Alternate cosmological theory debunked, Earth may not be at center of universe
British Columbia (Canada) - A radical alternative theory to the standard cosmological model has been of growing interest in recent years. While physicists have been able to integrate nearly all key components with resounding accuracy, a new study shows that this alternate theory may not be "in the black" after all. A recent scientific article entitled, "Can we avoid Dark Energy?" addresses the alternate theory head-on. In the end, the paper reveals that the Earth is not near the center of the universe, and that theories relating to dark energy are far more likely.
Earth near center: The "Void Theory"
At the heart of the alternate theory, called "Void Theory," is a concept which removes two fundamental principles that the standard theory, called "Concordance Model," employs. First, that the universe is comprised of space-time which obeys Einstein's equations. Second, the "cosmological principle" stating that the universe is homogeneous and isotropic on large scales, which is a generalization of the Copernican principle that "the Earth is not in a central, specially favored position."
By rejecting these two fundamental tenants of Concordance Model, an alternate theory arose. It states that the Earth is near the center of the universe, and there are large black voids of nothingness which exist outwardly for huge distances. These voids essentially distort the observed position of matter and energy even further out, making it appear to be accelerating when, in fact, it's just a result of the effects of the void.

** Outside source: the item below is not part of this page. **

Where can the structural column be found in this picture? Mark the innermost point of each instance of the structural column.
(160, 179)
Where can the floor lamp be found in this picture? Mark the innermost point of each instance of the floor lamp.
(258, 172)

To greatly simply this, it would be like looking down the road on a hot day when the sky seems to "blend into the road." It's an illusion, and the realty is that something else is happening. In the Void Theory case, the reality is the universe is not expanding - it just appears to be.
Reaffirming dark energy
However, a new study uses a complex analysis of background cosmic radiation - what scientists call the "residual effects of the big bang." The analysis shows that the Void Theory breaks down when the complex interactions of background radiation are heavily considered. A new model, called "Constrained Void Theory," does seem to fit, even with the complex interactions considered. However, it requires a reworking of several assumed components, including the near removal of the Hubble constant (which is so low as to "be ruled out") and adjusting the primordial spectrum - both hard held tenants of Concordance Theory.
The work was carried out by J.P. Zibin, Adam Moss and Douglas Scott of the Department of Physics and Astronomy at the University of British Columbia (BC) in Vancouver.
Developing a test
The BC researchers have also indicated that a test may soon exist to determine if the Void Theory or Constrained Void Theory is even remotely possible. They write in their paper, "Future [baryon acoustic oscillation] surveys ... will provide improved precision out to greater redshifts, placing unprecedented constraints on inhomogeneity. In this era of precision cosmology we can in fact begin to test the Copernican principle. In so doing, the Concordance Model or various Void Theory model alternatives can be reconsidered.
The study shows that avoiding the dark energy nature of Concordance Model requires extremely radical departures from traditional thinking, or that it's just impossible. While Concordance Theory holds up to everything thrown at it, there is still a huge resistence toward dark forms of matter and energy, and the search for alternate theories which do not employ these concepts continue.
So far, while Void Theory appears to have been debunked, Constrained Void Theory sits as the only real contender on the other side. And now that a test has been proposed, it's like only a matter of time before it is either ruled out completely, or bolstered.